The villa in Tuscany (2005)
The Villa in Portugal (Algarve, 2003)
Before Provence, since we gotta fly into Paris anyway, we might as well spend a few days in that city magnifique. Last time Rob and I were there it was terrible weather, so I'm looking forward to being able to hum "I Love Paris in the Springtime" as we stroll down the banks of the Seine. I'm looking forward to seeing how the Parisians are coping with their new smoking ban.
Then the villa, outside the small town of Fayence along the French Riviera. This is "greater Provence" a bit west of Provence proper, but the idea is still the same. Our days will surely be spent reading by the pool, playing skip-bo, shopping at markets, picking lavender and olives, hiking through the hills, driving to quaint little country towns, provencial cooking, drinking wine (lots of wine), and dining out a time or two as well. We won't be far from Nice, which is nice, and we could drive to Italy to fetch some meats and cheeses if we were so inclined. Other possible excursions, less than an hour away, include Cannes and Monaco.

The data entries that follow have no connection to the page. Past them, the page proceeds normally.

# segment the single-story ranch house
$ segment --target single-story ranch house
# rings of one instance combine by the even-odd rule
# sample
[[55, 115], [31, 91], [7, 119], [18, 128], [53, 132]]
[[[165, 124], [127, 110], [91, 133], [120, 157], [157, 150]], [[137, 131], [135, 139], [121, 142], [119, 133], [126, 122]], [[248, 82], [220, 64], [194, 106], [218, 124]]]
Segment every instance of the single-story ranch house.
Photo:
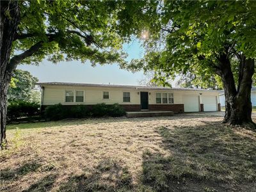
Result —
[[212, 90], [48, 82], [42, 90], [42, 107], [92, 106], [118, 103], [126, 111], [172, 111], [174, 113], [220, 110], [219, 92]]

After a week in the villa, we'll say au revoir to Cindy and Una and drive west to Barcelona -- about 5 hours. Brent and Dan have been there, but I never have, and I'm really looking forward to seeing La Familia, the Picasso Museum, and the general cosmopolitanness of this great Spainish city. A few days later we'll fly to Ibiza and address our long-term deficit of not having had any truly good place to dance in Portland for the past several years.
My two favorite travel resources these days are kayak.com and vayama.com. With Kayak, you can enter the cities you're looking to travel between and it will query hundreds of websites -- from the airlines themselves to the discount travel services -- and find you the best fare. Because airfares fluxuate all the time, I like Kayak's charts that show you how today's lowest fare compares with high and low fares over the past several weeks. Kayak sends you directly to the other sites to make your purchase.
Vayama.com is a web-based travel agency that specializes in international fares. (I found them through Kayak.) They purchase bulk flights from international carriers, and offer them at less-that-published rates to American travelers. It's the same way that Orbitz and Travelocity used to have an advantage over domestic flights, but then airlines were forced to bring down their own costs to assure their own customers of the lowest price. This cheap-airfare-no-matter-how-and-where-you-buy-it conclusion hasn't happened with international flights yet; thus, Vayama has an advantage, and I'm taking advantage of that. Also the people on the phone at Vayama were very kind and helpful, so I don't feel that customer service gets short shrift in purchasing these fares at such a discount.
What kind of discount? The best round trip fares I can find from PDX to CDG in Paris in June are $1591 on NWA (thorough their new PDX-Amsterdam flight) or $1805 for Lufthansa (which flies PDX-Frankfurt.) But on Vayama, not only can I get PDX to CDG for less, I can actually get Portland to Paris and a more complicated return (Ibiza to Portland) all for only $1524. On Lufthansa. I love it.
Je ne parle pas francais, but I think we'll be OK!